Is the world ever going to get on top of global carbon dioxide releases? One despairs when you see those images of giant smoke stacks with what looks like pollution – but what is sometimes only process steam – billowing into the atmosphere. The Paris agreement in 2015 is meant to mark a turning point with countries large and small around the world finally co-operating to help rein in CO2 emissions and beginning to put the brakes on global warming.
Just in case you don’t know what global warming or climate change is, it is the alteration of the planet Earth’s climate systems caused by the release of carbon dioxide as a result of human activity. Collectively since the industrial revolution we have been burning more and more fossil and other carbon-based fuels to run our factories, power our cars and heat our homes.
We have been struggling with carbon release limits imposed by the EU over the past decade, and are not achieving them
The carbon dioxide had nowhere to go but up and for the past 200-plus years we have been adding more and more CO2 to the atmosphere. And as the CO2 level slowly rose, so too did the temperatures at the surface of land and sea. It is known as the greenhouse effect, with a thick blanket of CO2 above trapping more and more heat to cause warming of the entire planet. The idea of global warming, by the way, was developed by the Irish scientist and Carlow man, John Tyndall (1820-93).
Fast forward to the Paris Agreement and the realisation that we were at crisis point in terms of temperature rise, with land-based glaciers disappearing around the world and the risk of a massive meltdown of the Arctic, Greenland and Antarctica. The world agreed finally to do something substantive about it and since then countries have been speeding up efforts to reduce carbon release.
We are among them but are not exactly a shining example of how best to protect the planet. Aside from Paris, we have been struggling with carbon release limits imposed by the EU over the past decade, and are not achieving them. The Environmental Protection Agency warned last year that we were falling further behind in our commitments and would fail to reach targets. This of course opens us up to big fines imposed by the Commission, so our tardiness to act will come at a price.
Meanwhile, the EU has been working on emission levels up to 2030 and reaching them will be doubly difficult, so expect more "final warning" letters coming to the Department of Finance from Brussels.

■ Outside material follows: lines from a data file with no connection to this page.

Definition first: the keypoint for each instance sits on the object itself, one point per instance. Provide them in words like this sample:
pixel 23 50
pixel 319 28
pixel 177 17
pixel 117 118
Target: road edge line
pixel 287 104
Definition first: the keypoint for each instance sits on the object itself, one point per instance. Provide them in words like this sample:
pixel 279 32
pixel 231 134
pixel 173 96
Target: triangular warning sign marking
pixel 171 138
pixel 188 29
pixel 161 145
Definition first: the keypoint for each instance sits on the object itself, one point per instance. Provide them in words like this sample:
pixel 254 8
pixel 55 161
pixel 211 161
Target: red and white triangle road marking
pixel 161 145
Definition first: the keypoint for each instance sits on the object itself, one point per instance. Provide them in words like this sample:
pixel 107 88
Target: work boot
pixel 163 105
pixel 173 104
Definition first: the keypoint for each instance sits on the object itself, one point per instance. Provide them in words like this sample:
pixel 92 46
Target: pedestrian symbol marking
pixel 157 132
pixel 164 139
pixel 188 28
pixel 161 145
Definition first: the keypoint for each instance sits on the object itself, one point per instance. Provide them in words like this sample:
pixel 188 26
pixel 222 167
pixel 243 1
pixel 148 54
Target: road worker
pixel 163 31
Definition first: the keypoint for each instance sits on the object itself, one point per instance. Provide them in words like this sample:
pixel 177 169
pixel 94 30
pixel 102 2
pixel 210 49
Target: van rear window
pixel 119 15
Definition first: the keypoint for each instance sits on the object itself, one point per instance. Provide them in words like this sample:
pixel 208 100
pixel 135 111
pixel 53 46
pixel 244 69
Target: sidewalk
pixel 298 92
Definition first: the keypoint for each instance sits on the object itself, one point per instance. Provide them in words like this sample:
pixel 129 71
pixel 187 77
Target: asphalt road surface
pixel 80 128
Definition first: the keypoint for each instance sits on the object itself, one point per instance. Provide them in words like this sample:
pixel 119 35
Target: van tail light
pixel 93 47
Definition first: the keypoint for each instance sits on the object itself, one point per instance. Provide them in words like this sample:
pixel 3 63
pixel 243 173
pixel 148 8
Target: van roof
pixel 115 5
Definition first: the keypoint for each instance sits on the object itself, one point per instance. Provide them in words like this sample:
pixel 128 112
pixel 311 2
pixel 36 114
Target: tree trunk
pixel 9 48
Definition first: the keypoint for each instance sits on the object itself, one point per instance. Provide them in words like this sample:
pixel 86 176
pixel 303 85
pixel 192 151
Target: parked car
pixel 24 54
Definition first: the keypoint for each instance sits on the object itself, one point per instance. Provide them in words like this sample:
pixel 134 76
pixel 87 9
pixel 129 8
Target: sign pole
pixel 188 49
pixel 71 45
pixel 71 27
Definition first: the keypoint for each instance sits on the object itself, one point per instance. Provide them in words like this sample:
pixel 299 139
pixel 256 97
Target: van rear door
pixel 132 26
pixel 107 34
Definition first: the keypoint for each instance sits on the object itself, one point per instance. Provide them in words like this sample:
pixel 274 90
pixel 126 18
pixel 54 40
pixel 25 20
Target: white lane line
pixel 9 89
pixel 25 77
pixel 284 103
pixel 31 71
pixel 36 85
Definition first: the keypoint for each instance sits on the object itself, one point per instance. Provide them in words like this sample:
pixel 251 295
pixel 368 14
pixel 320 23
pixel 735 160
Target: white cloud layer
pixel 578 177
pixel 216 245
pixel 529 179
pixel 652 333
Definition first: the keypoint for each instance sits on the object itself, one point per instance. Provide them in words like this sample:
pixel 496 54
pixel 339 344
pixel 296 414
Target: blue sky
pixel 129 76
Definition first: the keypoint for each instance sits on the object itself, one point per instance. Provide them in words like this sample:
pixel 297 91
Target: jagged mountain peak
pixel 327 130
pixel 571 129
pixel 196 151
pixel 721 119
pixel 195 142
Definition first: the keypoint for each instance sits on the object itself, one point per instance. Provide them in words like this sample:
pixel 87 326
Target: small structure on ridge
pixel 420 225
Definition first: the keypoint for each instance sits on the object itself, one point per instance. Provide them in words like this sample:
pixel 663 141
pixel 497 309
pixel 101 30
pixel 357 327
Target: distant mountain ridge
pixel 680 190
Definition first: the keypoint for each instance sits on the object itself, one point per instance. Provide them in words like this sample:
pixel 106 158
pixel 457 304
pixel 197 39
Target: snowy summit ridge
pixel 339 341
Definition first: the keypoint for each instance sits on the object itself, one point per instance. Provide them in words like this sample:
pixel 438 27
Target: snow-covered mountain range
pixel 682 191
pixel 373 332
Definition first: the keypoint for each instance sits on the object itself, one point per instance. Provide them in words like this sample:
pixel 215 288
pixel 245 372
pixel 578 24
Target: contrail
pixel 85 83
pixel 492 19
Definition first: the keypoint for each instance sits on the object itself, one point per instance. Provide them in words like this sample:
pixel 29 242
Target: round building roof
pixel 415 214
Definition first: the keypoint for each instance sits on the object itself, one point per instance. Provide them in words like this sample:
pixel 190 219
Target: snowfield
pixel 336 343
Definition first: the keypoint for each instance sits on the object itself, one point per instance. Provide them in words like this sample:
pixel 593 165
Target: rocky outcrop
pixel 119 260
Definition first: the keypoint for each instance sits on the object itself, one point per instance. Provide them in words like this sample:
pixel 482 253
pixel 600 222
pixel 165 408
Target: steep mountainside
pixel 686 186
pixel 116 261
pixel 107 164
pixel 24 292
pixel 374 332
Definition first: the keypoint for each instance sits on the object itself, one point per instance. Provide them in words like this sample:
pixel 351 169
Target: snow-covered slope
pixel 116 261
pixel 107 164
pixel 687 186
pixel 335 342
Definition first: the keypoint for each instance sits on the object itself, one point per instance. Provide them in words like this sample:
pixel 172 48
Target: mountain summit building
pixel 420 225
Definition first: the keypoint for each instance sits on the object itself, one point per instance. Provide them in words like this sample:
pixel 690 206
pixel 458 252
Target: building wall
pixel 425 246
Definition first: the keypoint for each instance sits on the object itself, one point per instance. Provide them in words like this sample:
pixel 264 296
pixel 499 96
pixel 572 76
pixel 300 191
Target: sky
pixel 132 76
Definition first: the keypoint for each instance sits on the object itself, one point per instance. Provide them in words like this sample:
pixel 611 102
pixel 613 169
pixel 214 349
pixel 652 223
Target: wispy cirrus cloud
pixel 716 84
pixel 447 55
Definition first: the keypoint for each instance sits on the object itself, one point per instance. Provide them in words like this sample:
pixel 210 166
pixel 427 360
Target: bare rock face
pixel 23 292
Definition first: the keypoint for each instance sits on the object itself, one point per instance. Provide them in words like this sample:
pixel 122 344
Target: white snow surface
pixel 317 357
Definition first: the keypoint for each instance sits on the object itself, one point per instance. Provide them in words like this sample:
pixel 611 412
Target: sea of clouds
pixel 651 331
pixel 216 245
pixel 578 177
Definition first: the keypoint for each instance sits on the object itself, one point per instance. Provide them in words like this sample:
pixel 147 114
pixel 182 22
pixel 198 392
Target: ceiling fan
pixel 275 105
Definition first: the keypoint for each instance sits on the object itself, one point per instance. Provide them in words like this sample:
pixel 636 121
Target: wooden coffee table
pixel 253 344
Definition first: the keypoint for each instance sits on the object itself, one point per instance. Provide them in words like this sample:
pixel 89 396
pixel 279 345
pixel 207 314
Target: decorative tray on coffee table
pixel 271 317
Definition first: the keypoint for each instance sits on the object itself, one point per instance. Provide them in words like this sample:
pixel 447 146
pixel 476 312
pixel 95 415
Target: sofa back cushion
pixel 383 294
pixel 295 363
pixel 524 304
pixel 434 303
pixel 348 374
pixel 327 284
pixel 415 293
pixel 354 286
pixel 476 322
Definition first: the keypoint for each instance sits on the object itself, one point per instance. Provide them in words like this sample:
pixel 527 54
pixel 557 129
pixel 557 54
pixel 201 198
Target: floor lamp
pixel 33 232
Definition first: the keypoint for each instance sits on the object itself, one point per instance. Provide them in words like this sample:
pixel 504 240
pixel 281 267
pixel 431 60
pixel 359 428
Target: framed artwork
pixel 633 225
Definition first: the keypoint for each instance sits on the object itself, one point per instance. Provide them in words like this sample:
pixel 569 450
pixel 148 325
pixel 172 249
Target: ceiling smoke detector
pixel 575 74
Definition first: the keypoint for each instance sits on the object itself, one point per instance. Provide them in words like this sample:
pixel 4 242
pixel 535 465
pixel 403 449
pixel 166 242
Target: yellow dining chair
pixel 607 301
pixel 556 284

So what can Ireland do to reduce CO2 release given that 97 per cent of the energy we use comes from carbon fuels. We have a big coal-burning power plant at Moneypoint and a collection of smaller plants burning gas, peat and low quality oils. We have some renewable sources such as wind and hydro but they have no chance of delivering enough energy to make an entire country go.
One great hope is tidal/wave power. It is an engineering challenge given you have to build a turbine that will turn wave and tidal flow into electricity, but that can also survive being hammered by the Atlantic Ocean. This technology has a way to go, but research continues. Irish marine developers Ocean Energy announced a deal with the US Navy and US company Vigor at the end of last month to deploy a full-scale wave energy generator at the Navy's test site in Hawaii.
Even clean-burning natural gas is made of molecules including one carbon atom and four hydrogens. What if we could get rid of the carbon, leaving pure hydrogen gas?
The OECD has what it claims is a simple way to reduce fuel demand – tax it into the ground. It released a major report yesterday arguing that taxing energy use was a certain way of lowering demand. Not very popular even if it works.
An equally harsh suggestion came from Solidarity – People Before Profit TD Bríd Smith who introduced a bill that would end the granting of licences for fossil fuel exploration and extraction in Ireland. No more off shore riches, no fracking, no oil industry infrastructure clinging to our climate-changed coastlines. The bill cleared its first stage in the Dáil last week, but it is unlikely the Government would turn its back on the potential windfall of offshore oil.
We might do better rethinking where we get our energy. Even clean-burning natural gas is made of molecules including one carbon atom and four hydrogens. What if we could get rid of the carbon, leaving us with pure hydrogen gas? Hydrogen is as clean as it can get, given if you burn it to release lots of energy. Your only by product is pure drinkable water, and water is also the “fuel” source that is split into hydrogen and oxygen gases using electricity.
Liquefied hydrogen gas would serve as an excellent transport fuel so long as it stays safely in its high pressure bottle. It could also be used to heat homes and offices and if we could make enough of it, hydrogen could be used to generate electricity. Ireland is involved in collaborative research with Northern Ireland and Germany to study the use of hydrogen and how you might split it using renewable sources such as wind and solar panels. If we could make this work, the world would be energy rich given two thirds of our planet is covered by water, and it is carbon free.